Al llegar a la curva del Rincón
de los Lirios había escampado. Clareaba un día limpio, sin una sola nube y una
ligera brisa del noreste fría y seca purificaba el aire de la marisma. A
levante, muy lejos, emergiendo sobre unas ligeras brumas bajas y también
lejanas, el incendio del sol naciente
arrancó destellos brillantísimos a las cimas imponentes y blanquecinas
de la sierra de Grazalema y todos los cabezos de Morón, Lebrija, San Juan y
Gibalbin se asomaron azules a la gran llanura. Comenzaba un día risueño de
principios del verano; cigüeñas
madrugadoras se afanaban en los lucios bajos para llevar comida a su prole hambrienta; multitud de garcetas
moteaban de blanco el verdor de la hierba y se duplicaban en los espejos del
agua pura de lluvia; en los Llanos de la Barca las gangas levantaron
el vuelo asustadas llenando el aire de gritos agudos y reflejos dorados; los
becerros en la Vuelta
del Cojo llamaban a las madres con mugidos adolescentes. Resurgía la vida tras
una semana de temporal y la viuda, sentada en el fondo de la carreta, no quería
ver el sol, no quería ver la carretela que la esperaba en El Gamonal, junto a la Venta del Cruce, y que la
llevaría a Sevilla en pocas horas. Quería seguir en la marisma, junto a su
ganado por el que tanto había luchado.

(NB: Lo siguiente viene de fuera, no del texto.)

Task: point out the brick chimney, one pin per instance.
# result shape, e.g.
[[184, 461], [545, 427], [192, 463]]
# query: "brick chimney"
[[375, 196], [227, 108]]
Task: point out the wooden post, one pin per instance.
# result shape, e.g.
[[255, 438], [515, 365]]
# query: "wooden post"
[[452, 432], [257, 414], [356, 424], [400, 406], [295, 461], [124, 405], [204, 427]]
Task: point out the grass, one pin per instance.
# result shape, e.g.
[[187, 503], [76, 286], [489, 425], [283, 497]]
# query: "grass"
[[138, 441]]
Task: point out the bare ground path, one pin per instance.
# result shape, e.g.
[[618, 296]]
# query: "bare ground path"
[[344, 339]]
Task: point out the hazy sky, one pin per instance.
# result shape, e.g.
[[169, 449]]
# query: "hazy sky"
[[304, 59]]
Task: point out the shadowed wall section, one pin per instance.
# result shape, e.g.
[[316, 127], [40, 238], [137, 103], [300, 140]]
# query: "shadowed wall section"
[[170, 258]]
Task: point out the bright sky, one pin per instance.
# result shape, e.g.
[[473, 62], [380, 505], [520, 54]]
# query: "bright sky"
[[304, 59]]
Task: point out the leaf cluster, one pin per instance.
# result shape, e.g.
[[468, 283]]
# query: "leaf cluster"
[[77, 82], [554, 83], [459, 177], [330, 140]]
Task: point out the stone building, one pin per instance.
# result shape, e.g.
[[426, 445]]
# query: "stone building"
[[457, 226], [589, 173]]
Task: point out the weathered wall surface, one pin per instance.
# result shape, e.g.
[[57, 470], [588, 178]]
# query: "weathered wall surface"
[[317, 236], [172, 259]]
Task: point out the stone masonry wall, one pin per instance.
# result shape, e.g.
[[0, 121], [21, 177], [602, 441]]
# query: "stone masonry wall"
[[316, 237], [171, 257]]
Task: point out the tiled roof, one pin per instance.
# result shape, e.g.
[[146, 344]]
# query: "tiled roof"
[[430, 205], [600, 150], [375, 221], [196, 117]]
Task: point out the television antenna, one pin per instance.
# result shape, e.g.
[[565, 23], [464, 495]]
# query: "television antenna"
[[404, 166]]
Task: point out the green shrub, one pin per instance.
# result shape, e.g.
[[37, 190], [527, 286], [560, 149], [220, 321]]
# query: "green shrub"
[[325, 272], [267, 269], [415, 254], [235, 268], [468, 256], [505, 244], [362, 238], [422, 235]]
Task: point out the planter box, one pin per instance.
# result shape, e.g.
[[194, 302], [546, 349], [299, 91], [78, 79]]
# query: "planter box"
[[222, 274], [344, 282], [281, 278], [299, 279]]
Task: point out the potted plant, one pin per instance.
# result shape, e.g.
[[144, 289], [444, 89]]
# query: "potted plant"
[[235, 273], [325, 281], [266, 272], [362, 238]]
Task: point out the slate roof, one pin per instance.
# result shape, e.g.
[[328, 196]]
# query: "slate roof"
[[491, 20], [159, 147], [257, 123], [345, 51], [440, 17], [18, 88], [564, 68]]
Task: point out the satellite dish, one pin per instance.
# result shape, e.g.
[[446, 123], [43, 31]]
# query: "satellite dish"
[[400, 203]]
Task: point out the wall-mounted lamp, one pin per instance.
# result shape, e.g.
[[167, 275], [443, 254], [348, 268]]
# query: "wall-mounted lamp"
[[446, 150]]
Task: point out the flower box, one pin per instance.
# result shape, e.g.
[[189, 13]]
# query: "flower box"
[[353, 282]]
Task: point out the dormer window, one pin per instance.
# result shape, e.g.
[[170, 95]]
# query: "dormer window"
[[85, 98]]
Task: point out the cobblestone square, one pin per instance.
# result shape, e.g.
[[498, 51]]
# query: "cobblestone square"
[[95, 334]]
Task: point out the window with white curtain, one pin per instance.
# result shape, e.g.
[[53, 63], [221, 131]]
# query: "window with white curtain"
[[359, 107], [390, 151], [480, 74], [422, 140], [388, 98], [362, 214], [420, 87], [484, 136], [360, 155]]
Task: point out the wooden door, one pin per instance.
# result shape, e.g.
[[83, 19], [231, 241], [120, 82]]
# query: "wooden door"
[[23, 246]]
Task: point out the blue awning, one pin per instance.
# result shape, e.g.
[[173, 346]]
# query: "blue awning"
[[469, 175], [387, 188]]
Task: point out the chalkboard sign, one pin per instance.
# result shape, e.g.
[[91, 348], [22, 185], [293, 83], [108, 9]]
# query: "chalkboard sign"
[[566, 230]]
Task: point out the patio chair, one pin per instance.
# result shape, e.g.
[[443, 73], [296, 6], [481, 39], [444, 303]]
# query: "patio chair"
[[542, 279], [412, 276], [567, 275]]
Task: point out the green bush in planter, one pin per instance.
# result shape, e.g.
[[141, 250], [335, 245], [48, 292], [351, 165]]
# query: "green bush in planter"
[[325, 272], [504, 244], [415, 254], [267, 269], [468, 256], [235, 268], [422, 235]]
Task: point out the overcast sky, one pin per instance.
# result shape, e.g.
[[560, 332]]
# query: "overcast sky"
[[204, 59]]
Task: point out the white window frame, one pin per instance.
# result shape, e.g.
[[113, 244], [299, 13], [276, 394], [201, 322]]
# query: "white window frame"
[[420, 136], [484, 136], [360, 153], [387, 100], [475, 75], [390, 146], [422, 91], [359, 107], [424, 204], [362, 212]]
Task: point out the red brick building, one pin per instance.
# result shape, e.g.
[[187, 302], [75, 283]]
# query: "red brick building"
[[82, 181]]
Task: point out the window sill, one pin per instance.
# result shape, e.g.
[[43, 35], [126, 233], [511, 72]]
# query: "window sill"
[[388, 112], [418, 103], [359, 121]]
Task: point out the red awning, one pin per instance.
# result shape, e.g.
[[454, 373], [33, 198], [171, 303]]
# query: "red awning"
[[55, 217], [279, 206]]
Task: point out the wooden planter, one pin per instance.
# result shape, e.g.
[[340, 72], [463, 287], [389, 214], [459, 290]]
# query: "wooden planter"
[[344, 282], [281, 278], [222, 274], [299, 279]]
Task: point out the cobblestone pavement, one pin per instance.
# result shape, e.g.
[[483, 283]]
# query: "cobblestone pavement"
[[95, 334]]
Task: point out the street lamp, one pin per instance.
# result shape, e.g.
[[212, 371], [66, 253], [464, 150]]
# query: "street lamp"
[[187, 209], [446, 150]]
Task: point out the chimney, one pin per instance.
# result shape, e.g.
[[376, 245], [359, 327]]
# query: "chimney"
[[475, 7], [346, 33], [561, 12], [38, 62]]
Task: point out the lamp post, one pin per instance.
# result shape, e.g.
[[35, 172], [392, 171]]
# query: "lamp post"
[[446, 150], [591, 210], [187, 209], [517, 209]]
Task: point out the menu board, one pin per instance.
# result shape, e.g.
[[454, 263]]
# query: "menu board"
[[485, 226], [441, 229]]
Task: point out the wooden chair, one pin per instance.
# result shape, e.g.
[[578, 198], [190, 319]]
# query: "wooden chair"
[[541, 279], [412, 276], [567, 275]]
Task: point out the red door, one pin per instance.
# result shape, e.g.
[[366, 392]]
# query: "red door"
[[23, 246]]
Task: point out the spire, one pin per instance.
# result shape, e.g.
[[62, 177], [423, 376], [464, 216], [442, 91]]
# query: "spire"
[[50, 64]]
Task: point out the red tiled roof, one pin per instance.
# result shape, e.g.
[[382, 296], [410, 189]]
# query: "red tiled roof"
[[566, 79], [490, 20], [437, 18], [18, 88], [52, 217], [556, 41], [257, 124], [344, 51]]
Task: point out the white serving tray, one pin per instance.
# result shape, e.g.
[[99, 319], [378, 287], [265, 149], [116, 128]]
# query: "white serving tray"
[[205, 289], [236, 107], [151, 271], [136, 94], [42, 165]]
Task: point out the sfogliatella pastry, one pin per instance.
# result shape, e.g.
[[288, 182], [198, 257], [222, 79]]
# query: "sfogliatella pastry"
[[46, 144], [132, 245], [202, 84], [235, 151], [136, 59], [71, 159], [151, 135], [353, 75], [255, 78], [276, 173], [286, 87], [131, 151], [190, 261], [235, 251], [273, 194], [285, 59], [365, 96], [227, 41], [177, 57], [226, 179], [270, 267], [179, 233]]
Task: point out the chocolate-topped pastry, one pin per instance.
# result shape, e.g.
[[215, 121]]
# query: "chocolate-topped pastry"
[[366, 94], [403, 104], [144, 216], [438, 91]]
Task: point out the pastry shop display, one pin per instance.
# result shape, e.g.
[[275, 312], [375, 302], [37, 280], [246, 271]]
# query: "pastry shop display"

Recordaba su felicidad y la cara
satisfecha y admirada de su Manuel, cuando aquella tarde del mes de septiembre,
no hacía siquiera cuatro años, pagó la hipoteca vencida en el Monte de Piedad
que le permitía acceder a la propiedad de la ganadería, limpiando de impurezas la herencia que Don Fernando de la Concha y Sierra dejó a sus
hijos.
Nadie supo cómo la noticia corrió tan rápida por la marisma. Los
vaqueros y caballistas que hacían parada matutina en la venta formaron un
piquete al descender la viuda de la
carreta. Descabalgados, gorras y sombreros en la mano, miraban a la mujer con
lágrimas en los ojos; el silencio más absoluto sólo se alteraba por el chirrido
de alguna golondrina indiferente y el resoplar de alguna jaca. Cuando los ojos
de la viuda se cruzaron con los de Pedro el Tiznao, que dejaba correr las lágrimas por sus
mejillas de cuero viejo, le acudió el recuerdo de aquella mañana en que vio a
Manuel por primera vez: Un adolescente menudo, con cara de niño, irradiaba un
aplomo gracioso mezclado con una
simpatía cómplice, buscando el perdón para él y sus otros dos compañeros de
fatigas. Al fin y al cabo sólo habían apartado una vaca a la luz de la luna y
le estaban dando cuatro mantazos cuando los sorprendió el Tiznao. Don Fernando
tuvo que reír con las ocurrencias de aquel chaval, que acabó preguntando confianzudo si no había
algo para desayunar él y los compañeros.
Luego los sobresaltos, los recados de Manoli la Coriana a casa de Don
Antonio Miura para que intercediera y
soltaran a Manoliyo preso en la cárcel del Pópulo por apartar ganado para
torear en la Dehesa
de Tablada. Las cornadas, las heridas y aquellas crónicas que le ponían los
pelos de punta. Cuando murió Don Fernando, aquél muchacho valiente y tierno era
el único apoyo varonil que le quedaba y fue tan dulce abandonarse a sus
demandas apasionadas que nunca, nunca, sintió el menor atisbo de
arrepentimiento; sus amores eran suyos frente al mundo, ella era una mujer
madura y suficiente que aprovechaba los últimos años de esplendor antes de
empezar a hacerse vieja. Fue ella la que quiso aquel embarazo y lució orgullosa
su preñez.. Recordaba el último verano cuando lo acompañó a Madrid y a
Valencia; en la capital, un publico siempre reticente con su Manuel, aplaudió
cariñoso cuando le tocó lidiar a un toro de su divisa. En Valencia compraron medias para ella y
calcetines para él en las sederías de la plaza del Mercado, aquel tinglado
impresionante lleno de todos los productos del mundo, con un pajarraco metálico
enorme en el tejado. Por la tarde se le ocurrió matar recibiendo y acabó con
dos cornadas. Con que ternura lo cuidó en el coche cama que los traía a
Sevilla.... él se dejaba cuidar como un niño sin hacer el menor comentario de
la cogida, sin decir nunca porqué se metía en los terrenos del toro si nadie lo
había hecho hasta ahora. Nunca lo entendió, pero aquel era el Espartero ,
un tesón y una voluntad temeraria que
enardecía al público; el pundonor sin
concesiones; el tirarse a matar con toda su alma sin prever la salida del toro
en su embestida y el arte floreado y gracioso de aquel torero que nunca había
dejado de ser un chaval de la plaza de la Alfalfa,
hijo de un pequeño comerciante de artículos de esparto.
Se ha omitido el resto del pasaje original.